Perhaps the most common complaint I hear from new Jogis is “my wrists hurt!” Segment 1 is often the most challenging for this because so much time is spent weight bearing on the hands. By the second Joga Flow, I look around and see half the room shaking out their wrists. Good news! There’s a solution to this problem!
Here are a few tips to help take the pressure off those poor wrists so you can Joga pain free
STRETCH OUT YOUR WRIST FLEXORS
In our society, the muscles in the front of the wrist and forearm (wrist flexors) are often tight and weak. When we extend our wrists and then load them (as in plank), these already tight muscles are being stretched and aren’t happy about it. To make matters worse, nerves and blood vessels pass through the front of the wrist to innervate the hand. When the wrist is extended and weighted, this sensitive area is exposed and when muscle tension is added to the mix, inflammation and pain can develop.
The solution? Stretch your wrist flexors!

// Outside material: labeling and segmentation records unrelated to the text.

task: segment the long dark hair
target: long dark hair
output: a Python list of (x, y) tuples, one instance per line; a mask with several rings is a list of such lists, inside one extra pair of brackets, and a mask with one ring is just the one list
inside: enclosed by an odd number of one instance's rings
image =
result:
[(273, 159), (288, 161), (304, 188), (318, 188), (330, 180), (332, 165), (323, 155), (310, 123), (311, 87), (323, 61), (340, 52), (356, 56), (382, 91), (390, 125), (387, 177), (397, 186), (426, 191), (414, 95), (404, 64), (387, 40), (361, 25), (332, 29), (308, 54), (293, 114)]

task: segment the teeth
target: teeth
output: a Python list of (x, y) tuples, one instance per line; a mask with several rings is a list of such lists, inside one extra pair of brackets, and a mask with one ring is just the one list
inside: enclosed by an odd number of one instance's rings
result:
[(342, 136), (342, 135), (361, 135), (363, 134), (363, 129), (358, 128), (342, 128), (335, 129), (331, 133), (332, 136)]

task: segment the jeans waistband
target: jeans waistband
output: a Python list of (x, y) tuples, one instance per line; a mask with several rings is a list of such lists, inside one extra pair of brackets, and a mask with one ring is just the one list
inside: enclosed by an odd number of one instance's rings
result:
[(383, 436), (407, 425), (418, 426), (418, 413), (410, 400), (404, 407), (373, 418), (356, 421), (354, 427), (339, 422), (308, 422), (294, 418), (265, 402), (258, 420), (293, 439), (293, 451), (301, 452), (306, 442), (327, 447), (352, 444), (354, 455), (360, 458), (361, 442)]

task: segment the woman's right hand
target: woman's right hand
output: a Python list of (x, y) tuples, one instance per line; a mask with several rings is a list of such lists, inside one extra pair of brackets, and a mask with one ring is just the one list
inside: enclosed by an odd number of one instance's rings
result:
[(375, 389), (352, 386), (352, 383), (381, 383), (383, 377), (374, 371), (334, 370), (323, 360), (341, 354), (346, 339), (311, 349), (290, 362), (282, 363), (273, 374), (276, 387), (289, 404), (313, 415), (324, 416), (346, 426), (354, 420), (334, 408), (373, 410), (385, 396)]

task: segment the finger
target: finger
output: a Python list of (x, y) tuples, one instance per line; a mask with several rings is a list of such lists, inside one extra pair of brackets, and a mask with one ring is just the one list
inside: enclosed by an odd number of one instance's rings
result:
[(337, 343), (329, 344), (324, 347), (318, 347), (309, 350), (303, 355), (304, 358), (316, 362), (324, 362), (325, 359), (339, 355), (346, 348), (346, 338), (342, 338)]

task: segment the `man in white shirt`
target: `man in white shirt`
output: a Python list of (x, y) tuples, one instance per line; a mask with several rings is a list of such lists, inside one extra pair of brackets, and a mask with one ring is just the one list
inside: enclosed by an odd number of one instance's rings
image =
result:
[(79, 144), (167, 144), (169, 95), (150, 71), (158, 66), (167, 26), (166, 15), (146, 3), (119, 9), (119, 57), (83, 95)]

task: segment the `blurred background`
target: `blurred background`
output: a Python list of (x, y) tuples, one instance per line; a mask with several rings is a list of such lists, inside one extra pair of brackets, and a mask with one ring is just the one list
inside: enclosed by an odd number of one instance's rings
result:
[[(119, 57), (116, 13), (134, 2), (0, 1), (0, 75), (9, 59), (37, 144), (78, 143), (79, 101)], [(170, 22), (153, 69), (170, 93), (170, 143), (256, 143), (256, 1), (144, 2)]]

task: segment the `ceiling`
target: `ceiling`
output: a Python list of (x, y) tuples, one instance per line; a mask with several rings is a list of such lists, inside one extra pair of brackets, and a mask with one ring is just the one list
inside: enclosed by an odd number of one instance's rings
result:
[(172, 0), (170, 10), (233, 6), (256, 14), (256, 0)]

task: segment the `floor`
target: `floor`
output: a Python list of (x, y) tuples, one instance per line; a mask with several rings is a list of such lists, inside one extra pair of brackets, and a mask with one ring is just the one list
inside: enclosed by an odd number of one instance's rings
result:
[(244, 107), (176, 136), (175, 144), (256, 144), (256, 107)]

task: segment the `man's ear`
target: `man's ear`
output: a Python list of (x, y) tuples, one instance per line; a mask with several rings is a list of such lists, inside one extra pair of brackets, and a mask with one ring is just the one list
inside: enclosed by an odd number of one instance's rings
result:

Next time you are in table top position, try turning your hands around so your fingers face your knees. Then, very slowly, press your wrists towards the mat. To increase the stretch shift your weight forward and back allowing for a gradual stretch of those muscles in the front of your wrist and forearm.
ACTIVATE YOUR CORE
So many people are too passive in positions such as plank and downward dog, lacking proper core activation and forcing a great deal of load onto the wrists. Ask yourself, where are my hips when in plank? Probably they should be higher than you think! Next time you’re in Joga class, put your mat next to a mirror and look at your profile. There should be a straight line from the back of the head to the base of the heels. Make sure those hips don’t dip down because your wrists will pay for it later!
FOCUS ON HAND PLACEMENT
Spread those fingers wide and keep the shoulders directly over top of the wrists (not in front). Then try this: hold downward dog for 30 seconds then sit up and look at your hands. The load bearing parts of your hands will be red. Many people put too much weight on the outside (pinky finger side) of the hand which directs the load along the ulna. Ideally, force should be transmitted up the radius (along the thumb side of the wrist).
How to correct this? Press the webspace between your index finger and thumb into the mat then externally rotate your shoulders (drawing the front of your elbow forward). This will help to safely distribute pressure and reduce risk of impingement.
CONTROL THAT SHOULDER BLADE!
If you focus on only one of these four tips, make it be this one! As a Physiotherapist, I see many patients with poor scapular mechanics due to weak stabilizers. That’s a fancy way of saying that most of us need to strengthen the muscles around the shoulder blade. In this world of texting, typing, sitting, back pack wearing, driving (you get the point), we tend to be tight in the front of the shoulder and weak in the back. Transition this to weight bearing, for example in plank, and too much load is placed on the poor wrists.
Luckily Joga has so many great poses for strengthening the scapular stabilizers! Start with the Saddle Pose sequence from Segment 2. The isometric strengthening in this sequence is a great place to start as its non weight bearing but still super challenging! Next, try progressing to forearm plank from Segment 3. Start with static plank, drawing the shoulder blades in and down, then progress to the dynamic sequence. Finally, give plank a try! Begin on your knees (even if you KNOW you can do the full expression of plank) and focus on activating those shoulder blades. Notice the change in your wrists!